Following the introduction of archaeology into the planning process in most western nations, the importance of gathering as much information as possible on a site without digging it up has grown. Such information can be used to inform the decisions made by planners, developers and archaeologists about the necessity for, and nature of, any archaeological work in advance of new building.

A deposit model uses the results of previous excavations and other intrusive archaeological investigations to estimate the nature of the archaeology over a wider area. Productive excavations in one area would suggest that land nearby would also be productive. Since the buried archaeological record is essentially a volume of earth trapped between the two archaeological horizons defined by the underlying natural geology and the horizon of modern intrusions projecting down into the record, the detailed mapping of the underlying geology of an area has become important in deposit modeling and has resulted in a growth of work for geoarchaeologists. The results of surveying can be extrapolated between known geographical points and used to estimate the impact of certain types of development.

By taking into account known disturbances to the ground certain areas can be presumed to have limited archaeological potential.
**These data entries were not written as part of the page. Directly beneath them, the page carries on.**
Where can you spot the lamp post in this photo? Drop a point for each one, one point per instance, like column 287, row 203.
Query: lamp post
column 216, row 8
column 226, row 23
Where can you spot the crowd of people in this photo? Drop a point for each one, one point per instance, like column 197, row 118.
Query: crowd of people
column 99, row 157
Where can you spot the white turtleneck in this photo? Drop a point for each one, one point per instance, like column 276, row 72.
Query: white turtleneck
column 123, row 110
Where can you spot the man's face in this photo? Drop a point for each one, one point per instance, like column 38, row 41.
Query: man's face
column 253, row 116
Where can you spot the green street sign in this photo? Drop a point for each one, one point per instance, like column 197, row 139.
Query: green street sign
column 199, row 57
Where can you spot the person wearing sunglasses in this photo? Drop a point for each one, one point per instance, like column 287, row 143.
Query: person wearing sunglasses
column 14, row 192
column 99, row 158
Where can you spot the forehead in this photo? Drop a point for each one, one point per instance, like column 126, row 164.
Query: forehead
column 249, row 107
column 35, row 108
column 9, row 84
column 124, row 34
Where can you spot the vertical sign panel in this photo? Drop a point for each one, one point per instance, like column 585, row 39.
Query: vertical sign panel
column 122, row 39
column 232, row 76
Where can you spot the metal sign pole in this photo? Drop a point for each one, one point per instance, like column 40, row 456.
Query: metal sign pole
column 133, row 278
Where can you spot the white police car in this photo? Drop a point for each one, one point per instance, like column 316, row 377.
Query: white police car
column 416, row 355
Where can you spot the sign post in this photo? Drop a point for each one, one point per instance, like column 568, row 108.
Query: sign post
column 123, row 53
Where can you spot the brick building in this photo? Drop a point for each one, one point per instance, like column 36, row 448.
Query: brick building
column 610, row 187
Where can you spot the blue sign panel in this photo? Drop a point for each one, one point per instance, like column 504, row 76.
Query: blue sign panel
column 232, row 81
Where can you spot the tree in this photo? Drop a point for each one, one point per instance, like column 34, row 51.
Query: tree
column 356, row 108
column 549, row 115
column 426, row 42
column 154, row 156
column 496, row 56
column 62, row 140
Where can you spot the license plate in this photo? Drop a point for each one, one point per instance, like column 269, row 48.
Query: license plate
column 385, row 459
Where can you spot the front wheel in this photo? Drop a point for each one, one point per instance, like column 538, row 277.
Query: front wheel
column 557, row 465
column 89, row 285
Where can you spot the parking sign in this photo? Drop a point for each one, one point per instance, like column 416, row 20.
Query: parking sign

A survey of buildings identifying which have basements in them for example may suggest that certain streets have had all their archaeology removed (or truncated) in the past.

Where buildings stand on top of probable or known archaeology the effect that their foundations and floors have on ground water levels may also be important in the degree of preservation that can be expected.

All this information can be stored on a computer GIS database and analysed and augmented as time goes by and further information is revealed.

An early deposit model of the city of York was produced in the early 1990s and has been used to inform archaeological decisions in the city since.